Note that setting the CURLOPT options this way makes curl use a "HEAD" rather than "GET" request, so we're not actually fetching this URL twice.
Upvotes: 3
Reputation: 13975
You can use mb_strlen to force 8bit or what not and then 1 character = 1 byte
Upvotes: 0
Reputation: 521995
file_get_html
returns an object to you, the information of how big the string is is lost at that point. Get the string first, the object later:
$html = file_get_contents($url);
echo strlen($html); // size in bytes
$html = str_get_html($html);
Upvotes: 0
Reputation: 65244
The definition, what a string is, is different between PHP and the intuitive meaning:
"Hällo" (mind the Umlaut) looks like a 5-character String, but to PHP it is really a 6-byte array (assuming UTF8) - PHP doesn't have a notion of a String representing text, it just sees it as a sequence of bytes (The PHP euphemism is "binary safe").

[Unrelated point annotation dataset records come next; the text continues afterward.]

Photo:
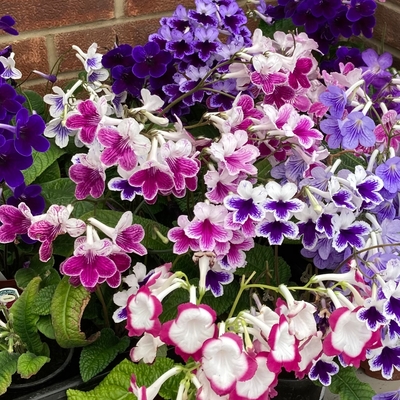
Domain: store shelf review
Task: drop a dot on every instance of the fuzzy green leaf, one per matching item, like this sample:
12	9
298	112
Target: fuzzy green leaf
66	310
43	300
62	192
8	367
37	268
34	102
51	173
25	320
98	355
346	384
41	161
45	326
30	364
116	385
262	260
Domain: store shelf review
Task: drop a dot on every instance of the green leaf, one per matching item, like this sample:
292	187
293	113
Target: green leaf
45	326
283	25
346	384
98	355
30	364
8	367
150	241
66	309
44	270
116	384
50	174
25	320
43	300
41	161
264	168
62	192
34	102
262	260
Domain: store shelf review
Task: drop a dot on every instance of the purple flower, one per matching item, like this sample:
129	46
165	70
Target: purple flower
335	98
389	172
6	24
30	195
360	8
11	164
150	60
375	72
215	280
323	369
358	129
90	263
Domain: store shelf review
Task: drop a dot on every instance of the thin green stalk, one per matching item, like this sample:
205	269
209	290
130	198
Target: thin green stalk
100	296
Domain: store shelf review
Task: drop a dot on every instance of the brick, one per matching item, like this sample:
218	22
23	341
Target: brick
133	33
31	54
387	20
44	14
143	7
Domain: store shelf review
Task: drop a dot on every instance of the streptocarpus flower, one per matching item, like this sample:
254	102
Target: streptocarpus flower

So strlen("Hällo") will be 6 (UTF8).
That said, if you want to skip above 100Kb you probably won't mind if it is 99.5k characters translating to 100k bytes.
Upvotes: 2
Reputation: 98459
If you do file_get_contents
, you've already gotten the whole file.
If you mean "skip processing", rather than "skip retrieval", you can just get the length of the string: strlen($html)
. For kilobytes, divide that by 1024.
This is imprecise because the string may contain UTF-8 characters over one byte in length, and very small files will actually occupy a FS block instead of their byte length, but it's probably good enough for the arbitrary-threshold cutoff you're looking for.
Upvotes: 4